While there have been dozens of Hendrix biographies, they're often filled with more legend than fact. Cross, the former Rocket editor who wrote "Heavier Than Heaven: A Biography of Kurt Cobain," aimed at setting things straight, conducting 325 interviews over four years and comparing their content with official records that sometimes told a different story.
For instance, that rout in 1961 — the result of two arrests for riding in a stolen car. According to Hendrix's late father, Al, Jimi "didn't have to serve any time." But police records show that Jimi spent more than a week in jail.
After that, he was given a two-year sentence that would be suspended only if he joined the Army. He chose the Army over prison, but he didn't last long. Pretending to be homosexual, he was released in mid-1962.
"Jimi never admitted his subterfuge, even to close friends," writes Cross. To explain his discharge, Jimi claimed to have broken an ankle while parachuting.
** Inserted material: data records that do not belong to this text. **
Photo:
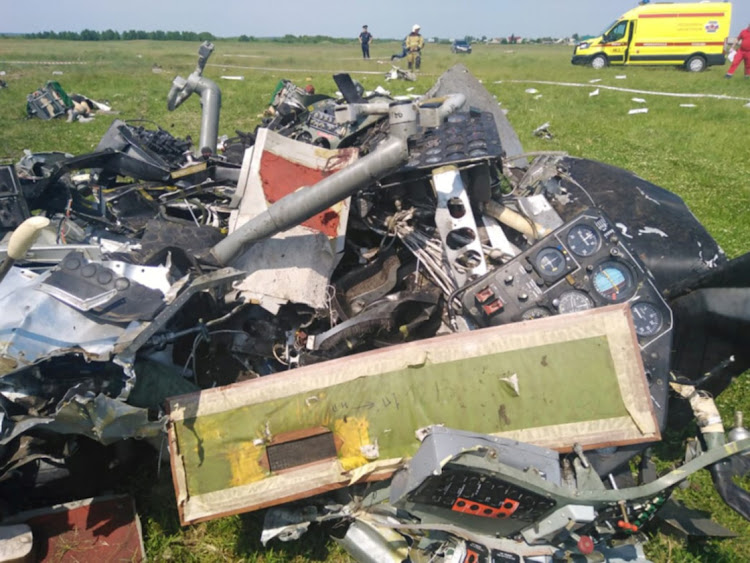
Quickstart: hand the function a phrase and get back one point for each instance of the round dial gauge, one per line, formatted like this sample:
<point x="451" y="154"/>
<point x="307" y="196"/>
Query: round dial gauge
<point x="646" y="318"/>
<point x="583" y="240"/>
<point x="613" y="281"/>
<point x="535" y="313"/>
<point x="550" y="261"/>
<point x="573" y="301"/>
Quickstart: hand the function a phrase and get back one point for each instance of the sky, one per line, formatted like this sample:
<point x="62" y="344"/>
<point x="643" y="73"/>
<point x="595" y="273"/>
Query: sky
<point x="386" y="18"/>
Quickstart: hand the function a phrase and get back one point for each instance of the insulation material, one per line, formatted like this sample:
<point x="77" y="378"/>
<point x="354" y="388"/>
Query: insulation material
<point x="580" y="380"/>
<point x="295" y="265"/>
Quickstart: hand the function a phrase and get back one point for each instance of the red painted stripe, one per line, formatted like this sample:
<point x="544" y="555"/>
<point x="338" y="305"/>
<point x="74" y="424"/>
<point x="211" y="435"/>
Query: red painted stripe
<point x="702" y="15"/>
<point x="687" y="44"/>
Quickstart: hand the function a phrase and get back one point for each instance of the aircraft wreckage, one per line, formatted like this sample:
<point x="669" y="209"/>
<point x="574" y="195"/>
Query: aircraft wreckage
<point x="376" y="310"/>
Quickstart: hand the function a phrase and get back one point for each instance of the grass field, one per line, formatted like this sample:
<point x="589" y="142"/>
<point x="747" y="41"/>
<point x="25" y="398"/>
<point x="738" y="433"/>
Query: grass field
<point x="698" y="152"/>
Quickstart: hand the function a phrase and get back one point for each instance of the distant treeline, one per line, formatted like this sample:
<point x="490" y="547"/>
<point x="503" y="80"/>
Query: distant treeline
<point x="112" y="35"/>
<point x="159" y="35"/>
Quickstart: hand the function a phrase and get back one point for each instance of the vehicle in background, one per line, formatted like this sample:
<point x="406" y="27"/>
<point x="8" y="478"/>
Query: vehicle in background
<point x="691" y="35"/>
<point x="461" y="46"/>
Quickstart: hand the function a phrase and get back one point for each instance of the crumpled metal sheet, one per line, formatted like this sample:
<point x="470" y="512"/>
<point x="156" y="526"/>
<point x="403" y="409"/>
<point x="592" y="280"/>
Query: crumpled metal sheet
<point x="101" y="418"/>
<point x="295" y="265"/>
<point x="35" y="326"/>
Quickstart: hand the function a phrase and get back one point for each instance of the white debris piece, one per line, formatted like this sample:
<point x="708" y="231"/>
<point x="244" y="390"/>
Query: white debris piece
<point x="513" y="382"/>
<point x="370" y="452"/>
<point x="623" y="230"/>
<point x="652" y="231"/>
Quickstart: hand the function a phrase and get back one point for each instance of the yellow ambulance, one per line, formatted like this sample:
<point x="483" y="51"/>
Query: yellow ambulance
<point x="687" y="34"/>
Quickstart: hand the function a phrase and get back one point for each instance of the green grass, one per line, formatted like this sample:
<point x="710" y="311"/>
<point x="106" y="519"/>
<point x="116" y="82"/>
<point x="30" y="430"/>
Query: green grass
<point x="699" y="153"/>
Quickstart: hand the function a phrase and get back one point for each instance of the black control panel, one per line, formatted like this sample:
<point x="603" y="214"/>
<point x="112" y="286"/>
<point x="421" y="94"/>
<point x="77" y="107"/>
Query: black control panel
<point x="581" y="265"/>
<point x="480" y="500"/>
<point x="323" y="121"/>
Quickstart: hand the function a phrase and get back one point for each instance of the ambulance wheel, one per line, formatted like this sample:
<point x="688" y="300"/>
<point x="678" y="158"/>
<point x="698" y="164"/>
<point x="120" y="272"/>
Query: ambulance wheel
<point x="599" y="62"/>
<point x="696" y="63"/>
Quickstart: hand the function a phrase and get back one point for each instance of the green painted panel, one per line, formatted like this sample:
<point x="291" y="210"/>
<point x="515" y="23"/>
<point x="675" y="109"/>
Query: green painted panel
<point x="560" y="383"/>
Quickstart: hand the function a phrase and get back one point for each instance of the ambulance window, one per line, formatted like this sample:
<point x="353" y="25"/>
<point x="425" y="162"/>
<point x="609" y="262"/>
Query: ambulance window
<point x="617" y="32"/>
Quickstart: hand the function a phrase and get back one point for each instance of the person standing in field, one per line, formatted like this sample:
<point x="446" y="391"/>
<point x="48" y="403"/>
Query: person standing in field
<point x="365" y="38"/>
<point x="414" y="45"/>
<point x="741" y="54"/>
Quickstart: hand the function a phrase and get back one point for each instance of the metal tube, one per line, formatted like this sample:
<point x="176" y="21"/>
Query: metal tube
<point x="211" y="103"/>
<point x="452" y="103"/>
<point x="308" y="201"/>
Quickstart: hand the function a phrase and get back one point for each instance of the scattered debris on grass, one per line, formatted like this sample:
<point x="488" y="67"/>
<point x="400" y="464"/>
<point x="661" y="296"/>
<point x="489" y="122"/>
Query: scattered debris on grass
<point x="362" y="269"/>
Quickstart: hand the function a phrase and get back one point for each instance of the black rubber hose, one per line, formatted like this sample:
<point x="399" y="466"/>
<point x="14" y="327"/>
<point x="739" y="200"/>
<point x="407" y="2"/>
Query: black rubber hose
<point x="736" y="497"/>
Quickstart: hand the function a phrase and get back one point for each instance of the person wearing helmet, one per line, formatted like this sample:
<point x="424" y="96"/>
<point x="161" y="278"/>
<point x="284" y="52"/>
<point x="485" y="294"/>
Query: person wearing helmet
<point x="365" y="38"/>
<point x="414" y="44"/>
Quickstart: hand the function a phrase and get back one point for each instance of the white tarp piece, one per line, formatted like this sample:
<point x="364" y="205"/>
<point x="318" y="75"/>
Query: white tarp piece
<point x="295" y="265"/>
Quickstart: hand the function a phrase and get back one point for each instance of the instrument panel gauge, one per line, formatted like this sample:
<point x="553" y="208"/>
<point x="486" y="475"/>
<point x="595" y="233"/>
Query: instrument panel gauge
<point x="613" y="281"/>
<point x="574" y="301"/>
<point x="583" y="240"/>
<point x="647" y="319"/>
<point x="550" y="262"/>
<point x="535" y="313"/>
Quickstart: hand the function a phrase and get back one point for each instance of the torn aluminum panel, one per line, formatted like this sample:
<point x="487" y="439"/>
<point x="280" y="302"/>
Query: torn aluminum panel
<point x="98" y="417"/>
<point x="35" y="326"/>
<point x="310" y="430"/>
<point x="295" y="265"/>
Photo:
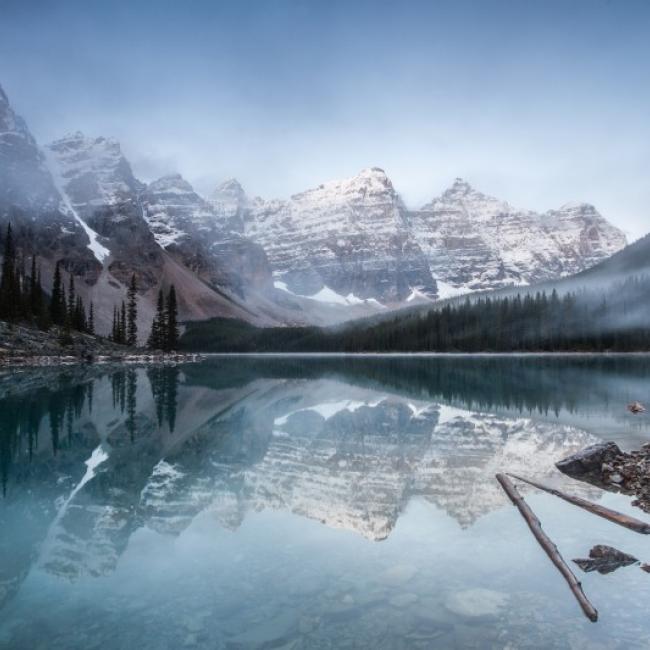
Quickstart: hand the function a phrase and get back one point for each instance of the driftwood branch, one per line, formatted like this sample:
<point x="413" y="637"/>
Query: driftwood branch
<point x="619" y="518"/>
<point x="549" y="547"/>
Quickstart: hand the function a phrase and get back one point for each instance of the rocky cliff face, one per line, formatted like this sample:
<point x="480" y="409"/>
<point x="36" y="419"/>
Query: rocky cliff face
<point x="342" y="250"/>
<point x="477" y="242"/>
<point x="78" y="202"/>
<point x="208" y="243"/>
<point x="98" y="186"/>
<point x="355" y="239"/>
<point x="350" y="237"/>
<point x="30" y="200"/>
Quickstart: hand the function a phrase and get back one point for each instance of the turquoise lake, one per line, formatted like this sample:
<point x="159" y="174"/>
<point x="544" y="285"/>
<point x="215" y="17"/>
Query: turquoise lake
<point x="311" y="502"/>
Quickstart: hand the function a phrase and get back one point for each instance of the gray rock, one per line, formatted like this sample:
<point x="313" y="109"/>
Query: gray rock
<point x="589" y="460"/>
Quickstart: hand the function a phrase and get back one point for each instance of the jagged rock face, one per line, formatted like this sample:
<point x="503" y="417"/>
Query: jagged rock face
<point x="356" y="236"/>
<point x="30" y="200"/>
<point x="26" y="182"/>
<point x="97" y="182"/>
<point x="188" y="227"/>
<point x="350" y="236"/>
<point x="477" y="242"/>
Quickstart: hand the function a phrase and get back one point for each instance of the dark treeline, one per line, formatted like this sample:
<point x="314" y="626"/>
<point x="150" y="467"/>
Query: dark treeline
<point x="616" y="318"/>
<point x="23" y="298"/>
<point x="124" y="329"/>
<point x="56" y="413"/>
<point x="164" y="328"/>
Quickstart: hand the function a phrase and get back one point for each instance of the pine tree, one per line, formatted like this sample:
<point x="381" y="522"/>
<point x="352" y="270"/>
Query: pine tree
<point x="123" y="324"/>
<point x="132" y="313"/>
<point x="157" y="337"/>
<point x="57" y="301"/>
<point x="114" y="331"/>
<point x="10" y="298"/>
<point x="72" y="301"/>
<point x="172" y="321"/>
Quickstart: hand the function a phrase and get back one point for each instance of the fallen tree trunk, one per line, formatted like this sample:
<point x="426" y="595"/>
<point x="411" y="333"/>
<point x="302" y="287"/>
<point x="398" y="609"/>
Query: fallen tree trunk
<point x="619" y="518"/>
<point x="549" y="547"/>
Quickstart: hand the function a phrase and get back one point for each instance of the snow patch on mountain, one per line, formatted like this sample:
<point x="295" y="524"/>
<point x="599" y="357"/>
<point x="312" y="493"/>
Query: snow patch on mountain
<point x="100" y="251"/>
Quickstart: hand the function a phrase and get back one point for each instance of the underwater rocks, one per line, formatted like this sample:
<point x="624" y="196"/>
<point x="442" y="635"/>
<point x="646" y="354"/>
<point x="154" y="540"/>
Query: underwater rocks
<point x="605" y="559"/>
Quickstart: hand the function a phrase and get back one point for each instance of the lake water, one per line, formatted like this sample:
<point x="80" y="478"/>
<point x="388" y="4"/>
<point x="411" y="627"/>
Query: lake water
<point x="312" y="502"/>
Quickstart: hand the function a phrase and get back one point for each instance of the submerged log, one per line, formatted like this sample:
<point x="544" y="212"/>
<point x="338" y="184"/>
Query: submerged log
<point x="605" y="559"/>
<point x="549" y="547"/>
<point x="619" y="518"/>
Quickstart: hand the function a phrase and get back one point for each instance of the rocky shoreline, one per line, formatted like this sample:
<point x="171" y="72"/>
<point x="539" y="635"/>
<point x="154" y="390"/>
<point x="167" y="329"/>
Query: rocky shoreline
<point x="22" y="346"/>
<point x="606" y="466"/>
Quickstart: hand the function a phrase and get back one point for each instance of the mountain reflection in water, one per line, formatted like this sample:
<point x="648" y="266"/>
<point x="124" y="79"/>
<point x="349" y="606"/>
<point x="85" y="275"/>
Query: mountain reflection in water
<point x="90" y="456"/>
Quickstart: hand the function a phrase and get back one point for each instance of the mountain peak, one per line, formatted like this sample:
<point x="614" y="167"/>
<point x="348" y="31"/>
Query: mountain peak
<point x="459" y="187"/>
<point x="230" y="188"/>
<point x="171" y="183"/>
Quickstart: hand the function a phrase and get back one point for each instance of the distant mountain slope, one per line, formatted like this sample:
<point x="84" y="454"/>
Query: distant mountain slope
<point x="343" y="250"/>
<point x="355" y="237"/>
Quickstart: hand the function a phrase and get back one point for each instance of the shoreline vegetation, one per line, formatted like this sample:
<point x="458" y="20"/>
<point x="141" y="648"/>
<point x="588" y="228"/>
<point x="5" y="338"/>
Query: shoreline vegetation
<point x="611" y="319"/>
<point x="22" y="345"/>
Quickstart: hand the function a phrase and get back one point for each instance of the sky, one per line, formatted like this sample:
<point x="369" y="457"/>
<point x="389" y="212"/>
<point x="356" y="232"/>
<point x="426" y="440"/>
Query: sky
<point x="538" y="103"/>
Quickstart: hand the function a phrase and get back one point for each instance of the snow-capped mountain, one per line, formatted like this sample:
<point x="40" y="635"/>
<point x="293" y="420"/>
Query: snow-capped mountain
<point x="77" y="201"/>
<point x="476" y="242"/>
<point x="342" y="250"/>
<point x="187" y="226"/>
<point x="349" y="237"/>
<point x="356" y="236"/>
<point x="231" y="204"/>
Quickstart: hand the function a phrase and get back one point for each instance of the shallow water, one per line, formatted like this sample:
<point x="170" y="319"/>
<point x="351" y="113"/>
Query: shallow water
<point x="310" y="503"/>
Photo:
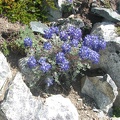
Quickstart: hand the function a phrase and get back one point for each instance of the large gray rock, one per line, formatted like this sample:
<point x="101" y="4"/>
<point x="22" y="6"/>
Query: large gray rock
<point x="110" y="57"/>
<point x="57" y="107"/>
<point x="20" y="104"/>
<point x="5" y="75"/>
<point x="102" y="89"/>
<point x="108" y="14"/>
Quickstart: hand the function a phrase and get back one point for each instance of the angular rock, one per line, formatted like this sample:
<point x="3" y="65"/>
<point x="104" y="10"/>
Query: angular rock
<point x="5" y="75"/>
<point x="20" y="104"/>
<point x="102" y="89"/>
<point x="108" y="14"/>
<point x="57" y="107"/>
<point x="110" y="57"/>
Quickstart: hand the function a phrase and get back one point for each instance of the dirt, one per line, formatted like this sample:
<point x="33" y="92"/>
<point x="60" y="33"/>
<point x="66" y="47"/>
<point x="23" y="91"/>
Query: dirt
<point x="84" y="104"/>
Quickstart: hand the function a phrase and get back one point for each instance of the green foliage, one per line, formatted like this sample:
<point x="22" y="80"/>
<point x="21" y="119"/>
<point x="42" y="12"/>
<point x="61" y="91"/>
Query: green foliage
<point x="116" y="112"/>
<point x="4" y="48"/>
<point x="25" y="11"/>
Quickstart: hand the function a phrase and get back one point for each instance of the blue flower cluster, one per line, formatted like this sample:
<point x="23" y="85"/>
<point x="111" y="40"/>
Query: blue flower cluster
<point x="93" y="42"/>
<point x="45" y="67"/>
<point x="72" y="37"/>
<point x="27" y="42"/>
<point x="42" y="60"/>
<point x="49" y="32"/>
<point x="62" y="61"/>
<point x="47" y="46"/>
<point x="66" y="47"/>
<point x="49" y="81"/>
<point x="88" y="54"/>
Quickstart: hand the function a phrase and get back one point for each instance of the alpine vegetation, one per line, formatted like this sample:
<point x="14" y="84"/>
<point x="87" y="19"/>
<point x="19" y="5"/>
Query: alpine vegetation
<point x="65" y="54"/>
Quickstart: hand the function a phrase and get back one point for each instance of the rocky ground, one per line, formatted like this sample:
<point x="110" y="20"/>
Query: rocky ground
<point x="86" y="106"/>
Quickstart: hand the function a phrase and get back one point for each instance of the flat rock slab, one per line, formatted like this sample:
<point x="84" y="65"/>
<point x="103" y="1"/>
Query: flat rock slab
<point x="20" y="104"/>
<point x="57" y="107"/>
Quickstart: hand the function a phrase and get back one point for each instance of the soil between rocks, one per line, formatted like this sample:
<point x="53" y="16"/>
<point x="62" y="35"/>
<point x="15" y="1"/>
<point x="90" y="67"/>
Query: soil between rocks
<point x="85" y="105"/>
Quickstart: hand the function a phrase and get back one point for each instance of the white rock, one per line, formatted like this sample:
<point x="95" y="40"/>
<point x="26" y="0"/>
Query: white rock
<point x="102" y="89"/>
<point x="20" y="104"/>
<point x="5" y="75"/>
<point x="110" y="57"/>
<point x="57" y="107"/>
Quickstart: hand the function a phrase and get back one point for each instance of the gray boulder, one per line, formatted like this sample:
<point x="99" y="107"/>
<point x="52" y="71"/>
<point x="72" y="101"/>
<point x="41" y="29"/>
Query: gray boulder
<point x="110" y="57"/>
<point x="102" y="89"/>
<point x="108" y="14"/>
<point x="5" y="75"/>
<point x="57" y="107"/>
<point x="20" y="104"/>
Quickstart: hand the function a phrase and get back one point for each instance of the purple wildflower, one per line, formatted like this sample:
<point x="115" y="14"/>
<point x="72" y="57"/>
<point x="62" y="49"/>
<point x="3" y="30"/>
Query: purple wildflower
<point x="86" y="53"/>
<point x="60" y="56"/>
<point x="54" y="30"/>
<point x="63" y="35"/>
<point x="77" y="34"/>
<point x="49" y="81"/>
<point x="48" y="34"/>
<point x="32" y="62"/>
<point x="66" y="47"/>
<point x="94" y="42"/>
<point x="47" y="46"/>
<point x="45" y="67"/>
<point x="74" y="42"/>
<point x="71" y="30"/>
<point x="64" y="65"/>
<point x="27" y="42"/>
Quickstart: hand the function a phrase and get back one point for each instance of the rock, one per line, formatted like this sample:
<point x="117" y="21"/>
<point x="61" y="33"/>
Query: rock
<point x="110" y="57"/>
<point x="25" y="70"/>
<point x="108" y="14"/>
<point x="57" y="107"/>
<point x="20" y="104"/>
<point x="5" y="75"/>
<point x="102" y="89"/>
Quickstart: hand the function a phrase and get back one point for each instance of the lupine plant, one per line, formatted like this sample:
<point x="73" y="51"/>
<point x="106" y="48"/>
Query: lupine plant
<point x="64" y="55"/>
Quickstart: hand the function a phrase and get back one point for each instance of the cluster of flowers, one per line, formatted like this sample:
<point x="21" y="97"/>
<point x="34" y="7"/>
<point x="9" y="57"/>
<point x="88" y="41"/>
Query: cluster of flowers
<point x="72" y="37"/>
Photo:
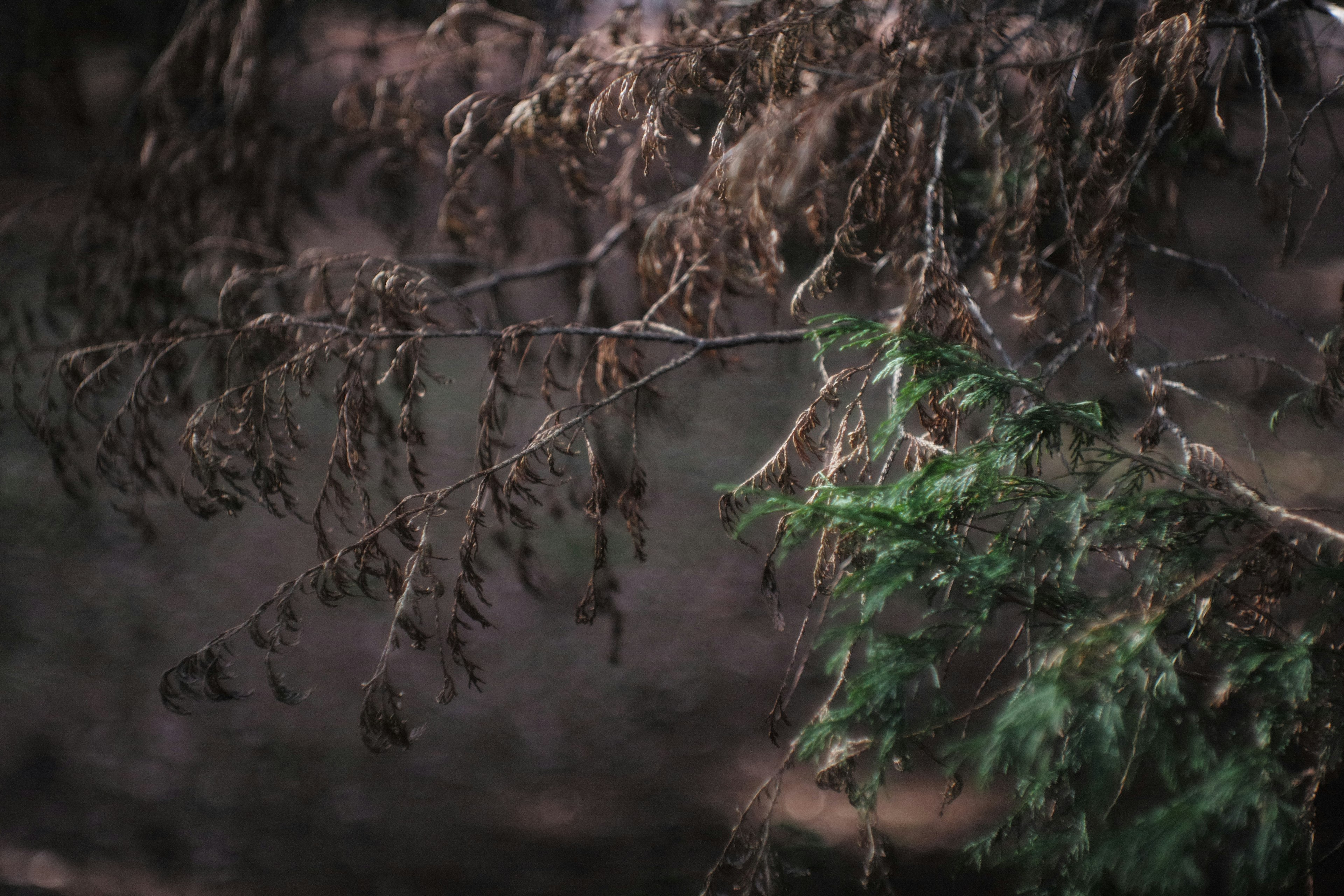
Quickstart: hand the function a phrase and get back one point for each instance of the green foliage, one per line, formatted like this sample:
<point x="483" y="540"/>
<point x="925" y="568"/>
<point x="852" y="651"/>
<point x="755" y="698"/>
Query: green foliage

This kind of backstage drama often overshadows Hendrix's musicianship in the book, although Cross makes up for it with his vivid accounts of the concerts at Woodstock and the Isle of Wight.
Jimi's brief military experience took him to the South, where he got acquainted with Kentucky and Tennessee, their music and their prejudices. Although he'd witnessed subtler forms of racism in Seattle, he was shaken by the contemptuous behavior of some Southerners, especially a security force that walked off the job when Jimi arrived at a concert with a blonde on his arm.
Hawkish on the Vietnam War, sporadically generous toward his family, unreliable as a performer, incapable of fidelity to his lovers (Brigitte Bardot and apparently Janis Joplin were among his conquests), Hendrix comes across here as a complicated artist who sensed that he wouldn't be around for long.
"Next time I go to Seattle," he told a friend in 1970, "it'll be in a pine box." That fatalism is reflected in much of "Room Full of Mirrors," which takes its title from a bleak Hendrix song about the identity-shattering nature of celebrity.
"Like a carnival mirror, his fame had distorted so much that it had become a prison of sorts," writes Cross. "Jimi's career was now something he wanted to escape."
Or, as Hendrix said it in a spoken-word version of the song: "Tell this idiot to get the hell out of me, and get me out of this damned mirrored room!"